Poco a poco, la luz eléctrica de las bombillas va alejándose y son sustituidas por pequeñas antorchas que emanan una luz trémula y agónica, proporcionando la visión necesaria para no tropezar. Caminamos por unos intrincados pasadizos, que todavía conservan su esencia medieval, topándonos cada cierto tiempo, con celdas de bastos barrotes oxidados con algún que otro cráneo en su interior.

Llegamos casi hasta el final de este horrible laberinto y diviso una gran mazmorra que, aunque mantiene la misma estructura que las celdas anteriores, puedo intuir que ha sido reforzada recientemente por un gran portón metálico que impide ver lo que hay en el interior.

Uno de los guardias me suelta el brazo, dejando a la vista una marca roja allá donde había estado su mano. Saca una llave de su bolsillo y abre una pequeña puerta que pertenece a la gran muralla metálica.

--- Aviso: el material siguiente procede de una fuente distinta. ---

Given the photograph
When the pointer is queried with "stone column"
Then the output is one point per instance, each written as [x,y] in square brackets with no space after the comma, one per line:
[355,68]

Después, me quita los grilletes.

 Asomo la cabeza para ver una inmensa oscuridad adornada por varios puntos de luz, que parecen ser las únicas antorchas del lugar. No logro distinguir qué hay ahí dentro pero puedo percibir varias respiraciones y el olor de la sangre fresca.

— Espero que disfrute de su estancia, princesa. — se burla el guardia que todavía me sujeta, mientras me arroja hacia la oscuridad.